Poi un'altra cosa che mi da sui nervi è quando abbreviano il mio nome. Ci vuole tanto a dire Michael? Cos'è, uno sforzo immane dire un cavolo di nome tutto intero? Si, sono uno di quelli che quando escono si divertono mille volte di più da soli. Qui se non hai un telefono di quelli super avanzati da far vedere a tutti anche mentre sei a tavola o fuori con gli amici, non vivi. Sarò all'antica, uno scemo, quello che ti pare, non mi importa, ma quando parlo con qualcuno mi urta vederlo concentrato a scrivere su quel coso.
Ti starai chiedendo dove vada uno scemo come me da solo. Beh, non lo so mai, perchè vado dove mi gira. Quando piove specialmente mi piace un cas*no uscire, mi bagno come un verme ma è bello, la pioggia ti ripulisce dentro. Non puoi capire quanto sia bello il mare quando piove, il cielo è grigio, il mare non parliamone e vedi tutto quell'ammasso di grigio a perdita d'occhio e dici, cavolo. Cavolo davvero. Ma la cosa più bella di tutte è quella scema di Grace. La devi vedere, gira con dei pantaloni strettissimi anche in piena estate, solo per far vedere che ha un fisico da urlo. La vedo sempre nel parco, prima arrivano i suoi tatuaggi, poi lei. Si, è la ragazza di prima, quella alcolizzata. Quanto la amo.
Ci siamo parlati in tutto una cosa come tre, quattro volte, ma mi fa morire. Ha un modo di parlare assurdo, te lo dico, vuole fare la scrittrice o roba così, immagino, perchè quando parla, bho, non ti riesce proprio non ascoltarla. Roba dell'altro mondo, ragazzi.

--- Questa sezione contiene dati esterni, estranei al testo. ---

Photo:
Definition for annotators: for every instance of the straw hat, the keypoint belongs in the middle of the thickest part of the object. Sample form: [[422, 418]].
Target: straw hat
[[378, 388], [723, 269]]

-Hey, ciao Grace. Sempre di corsa, eh?-
-Ciao. Ehm, scusa, non ricordo molto bene il tuo nome-
-Michael-
-Ah, si, Michael. Ti dispiace se ti chiamo Mike?-
-... no, no. Assolutamente. Chiamami come ti pare-
-Come te la passi, Mike? In questi giorni si sente proprio che la primavera è vicina, guarda gli alberi, non sono mai stati vestiti di fiori come quest'anno. Il parco sembra pieno di zucchero filato-
-A me lo zucchero filato fa schifo-
-Ah-
Roba così. E, te lo dico, quando la guardi in quei suoi occhietti piccoli ti si apre un mondo. Sono di un verde da infarto.
Sarà che con le donne proprio non ci so fare, ma vorrei tanto che si mettesse con me. Sono anni che ci provo, ma niente. Loro sono un universo a parte.

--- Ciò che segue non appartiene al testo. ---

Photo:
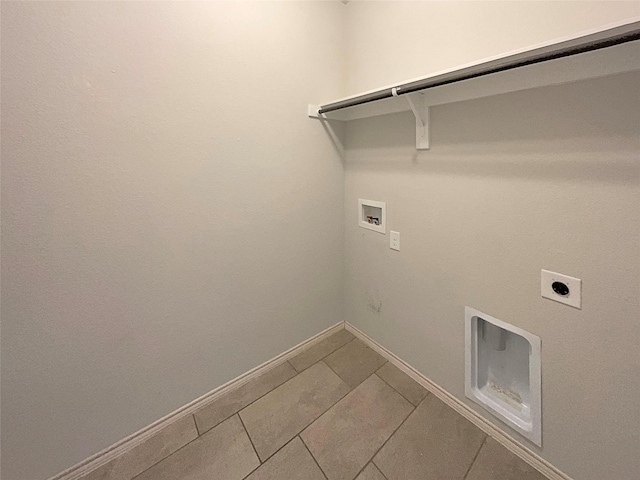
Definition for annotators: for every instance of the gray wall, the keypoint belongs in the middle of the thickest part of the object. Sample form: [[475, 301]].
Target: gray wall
[[547, 178], [170, 218]]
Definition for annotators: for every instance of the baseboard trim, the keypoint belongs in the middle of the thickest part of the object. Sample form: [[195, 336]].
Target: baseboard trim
[[483, 424], [123, 446]]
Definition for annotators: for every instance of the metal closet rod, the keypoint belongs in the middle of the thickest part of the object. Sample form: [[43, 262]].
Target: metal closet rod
[[507, 63]]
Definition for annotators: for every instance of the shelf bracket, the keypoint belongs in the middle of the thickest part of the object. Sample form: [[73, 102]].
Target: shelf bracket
[[312, 112], [421, 112]]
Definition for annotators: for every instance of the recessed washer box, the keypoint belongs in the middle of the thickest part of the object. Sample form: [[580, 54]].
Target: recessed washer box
[[371, 215], [502, 372]]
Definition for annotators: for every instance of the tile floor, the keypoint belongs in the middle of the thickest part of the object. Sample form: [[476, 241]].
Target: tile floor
[[337, 411]]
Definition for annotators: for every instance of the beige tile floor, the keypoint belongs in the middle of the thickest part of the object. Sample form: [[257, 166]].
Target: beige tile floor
[[337, 411]]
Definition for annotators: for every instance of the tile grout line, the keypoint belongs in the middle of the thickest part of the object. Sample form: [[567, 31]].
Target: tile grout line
[[173, 453], [195, 422], [398, 391], [413, 409], [267, 393], [250, 440], [475, 457], [371, 462], [262, 463], [248, 404], [304, 428], [314, 458], [325, 356]]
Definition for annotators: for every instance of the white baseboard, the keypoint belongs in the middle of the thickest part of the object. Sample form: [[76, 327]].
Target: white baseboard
[[123, 446], [483, 424]]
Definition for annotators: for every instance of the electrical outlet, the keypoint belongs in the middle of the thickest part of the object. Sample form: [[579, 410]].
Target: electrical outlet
[[561, 288], [394, 240]]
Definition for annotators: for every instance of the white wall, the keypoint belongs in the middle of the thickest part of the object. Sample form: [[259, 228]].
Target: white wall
[[170, 217], [547, 178]]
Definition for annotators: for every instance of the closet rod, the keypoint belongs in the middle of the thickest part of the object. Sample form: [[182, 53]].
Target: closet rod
[[630, 32]]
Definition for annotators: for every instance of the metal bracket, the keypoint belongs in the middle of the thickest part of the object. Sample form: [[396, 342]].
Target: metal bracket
[[421, 113], [312, 112]]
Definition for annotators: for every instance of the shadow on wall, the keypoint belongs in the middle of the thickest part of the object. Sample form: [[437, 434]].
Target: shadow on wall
[[533, 134]]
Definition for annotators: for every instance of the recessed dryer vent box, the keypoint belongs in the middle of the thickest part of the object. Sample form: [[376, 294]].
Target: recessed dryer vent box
[[371, 215], [502, 372]]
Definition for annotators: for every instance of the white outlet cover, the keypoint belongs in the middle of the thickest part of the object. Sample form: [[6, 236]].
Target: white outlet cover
[[573, 298], [394, 240]]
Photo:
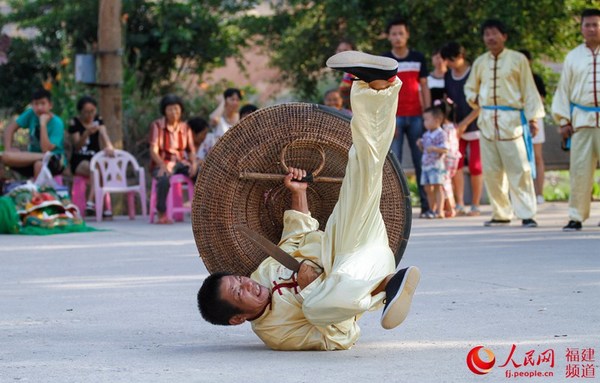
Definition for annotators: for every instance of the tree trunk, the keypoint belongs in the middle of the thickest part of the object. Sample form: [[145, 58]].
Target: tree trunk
[[111, 69]]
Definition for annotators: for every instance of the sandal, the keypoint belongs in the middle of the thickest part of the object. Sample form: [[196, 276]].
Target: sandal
[[475, 212], [460, 211]]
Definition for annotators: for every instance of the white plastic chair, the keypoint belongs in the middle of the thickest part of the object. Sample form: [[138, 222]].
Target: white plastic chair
[[110, 176]]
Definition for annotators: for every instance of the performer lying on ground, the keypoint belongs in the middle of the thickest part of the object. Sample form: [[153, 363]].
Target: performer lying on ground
[[314, 310]]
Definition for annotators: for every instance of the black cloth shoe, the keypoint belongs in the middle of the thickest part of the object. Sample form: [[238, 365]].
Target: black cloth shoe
[[398, 296], [528, 223], [364, 66], [55, 165], [496, 222], [573, 226]]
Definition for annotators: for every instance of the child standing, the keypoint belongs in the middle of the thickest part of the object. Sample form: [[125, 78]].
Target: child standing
[[451, 159], [435, 147]]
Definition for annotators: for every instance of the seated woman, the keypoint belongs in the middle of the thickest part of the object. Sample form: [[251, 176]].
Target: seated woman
[[171, 149], [88, 135], [227, 113]]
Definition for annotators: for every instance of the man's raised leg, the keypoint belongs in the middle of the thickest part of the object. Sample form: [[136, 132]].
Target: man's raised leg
[[357, 256]]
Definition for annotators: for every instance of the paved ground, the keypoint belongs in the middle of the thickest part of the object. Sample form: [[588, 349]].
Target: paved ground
[[119, 306]]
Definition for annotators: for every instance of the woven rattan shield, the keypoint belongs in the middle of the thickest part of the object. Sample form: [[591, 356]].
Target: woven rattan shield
[[236, 185]]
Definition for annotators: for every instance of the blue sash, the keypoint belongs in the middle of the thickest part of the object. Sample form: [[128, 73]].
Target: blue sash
[[591, 109], [526, 133]]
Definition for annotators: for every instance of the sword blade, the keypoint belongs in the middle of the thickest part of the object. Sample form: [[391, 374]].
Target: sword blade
[[269, 247]]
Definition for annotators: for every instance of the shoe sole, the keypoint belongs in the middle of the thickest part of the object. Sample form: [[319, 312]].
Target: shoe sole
[[397, 310], [496, 224], [354, 58]]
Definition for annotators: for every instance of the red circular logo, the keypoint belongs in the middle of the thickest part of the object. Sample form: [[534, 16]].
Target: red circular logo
[[476, 364]]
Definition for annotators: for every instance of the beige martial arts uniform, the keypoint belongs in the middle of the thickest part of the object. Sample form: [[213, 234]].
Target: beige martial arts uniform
[[580, 84], [353, 251], [505, 81]]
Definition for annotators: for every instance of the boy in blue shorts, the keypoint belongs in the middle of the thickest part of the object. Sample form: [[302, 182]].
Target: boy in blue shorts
[[46, 134], [435, 147]]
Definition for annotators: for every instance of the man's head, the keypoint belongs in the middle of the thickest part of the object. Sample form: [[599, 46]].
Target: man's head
[[454, 54], [232, 97], [333, 99], [41, 102], [494, 35], [398, 33], [227, 299], [438, 61], [171, 106], [590, 26], [199, 128], [433, 117]]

Poi, naturalmente, quando sono a casa certe volte la vedo. La sua finestra è proprio davanti alla mia. Credimi, non sono il tipo che guarda le ragazze quando sono in camera a fare i cavoli loro, se vedo per esempio che è in uno dei suoi momenti d'intimità, dove si spoglia piano piano e si guarda i tatuaggi allo specchio, chiudo le tende. Ci mette una cosa come tre secoli a guardarsi, giuro.
Poi, le rare volte in cui si fa la doccia, la senti cantare a squarciagola e ogni tanto le senti fare un rutto di quelli da far girare un eschimese dallo spavento. Una vera principessa. Poi, quando non rutta, canta o altro si mette alla scrivania, proprio alla finestra, e scrive come una fuorsennata. Te l'ho detto, lei vuole fare la romanziera. Pagherei per vedere le cavolate che scrive, dico sul serio, la vedi lì, con la sua brava penna, tutta concentrata. Adorabile, davvero. Ogni tanto, la sera, apre le persiane e si mette lì seduta alla scrivania a guardare la notte. Sembra un gufo su un trespolo, mi fa morire. Quando osserva le cose è assurda: sembra che le accarezzi, tipo. E in quei momenti pensa, non mi chiedere a cosa perchè non lo so proprio. Quando pensa è troppo bella.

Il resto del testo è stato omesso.